Confederate Reenactors |
Despite my
disdain for the Lost Cause, I came to like many of the Southern characters that
I came to know reading the book. People
like Rob Hodge one of the hardcore reenactors who distinguish themselves from
those lesser reenactors they call “farbs.”
I do not have anything against the average Confederate soldier who took
up arms for what he saw was an invader.
These reenactors also seem quite harmless. They just excessive history buffs who want to
know more about their ancestors and how they use to live, fight, and die. I even felt very close to one of them, Mike
Hawkins, who seemed the real world just disappointed him and he felt down about
his life. Hawkins finds his escapism
following his own ancestor’s trials in the Civil War. I can imprecated that. As someone who has
often felt let down by life, I often find an escape into the past but I do not
take it to the same extremes that he does.
I also find
some of the old Southern generals interesting, such as Robert E. Lee and
Stonewall Jackson. I think if I was from
the South, I might view those men the same way a German might view Erwin
Rommel, I would appreciate genius while still despising the cause that they
served. One of the scenes that I thought
was interesting was the comparison to Jackson’s early death to that of famous
musicians.
“The analogy wasn’t airtight. Morrison and Hendrix were sex-crazed hippies who OD’d on drugs; Stonewall was a Bible-thumping teetotaler who sucked on lemons and sipped warm water because he thought the human body should avoid extremes. But Rob was onto something. If Jackson had survived and failed to change the course of the War, his luster might have dulled by the South’s eventual defeat. ‘Better to burn out than to fade away,’ Rob wailed, echoing Neil Young.” (p.229)
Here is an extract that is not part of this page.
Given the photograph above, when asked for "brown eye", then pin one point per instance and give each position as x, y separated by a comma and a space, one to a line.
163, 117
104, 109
One of things I appreciated about this book is that it does not shy away from controversy. It could have just as easily focused on small groups of hardcore reenactors but instead Horwitz chose to take on some of the more difficult questions, such as “Is there any real way to remember the Confederacy when the driving cause behind it was slavery?” Should schools be named after men such as Nathan Bedford Forrest, who in my mind was nothing but a war criminal and hatemonger who founded the Ku Klux Klan.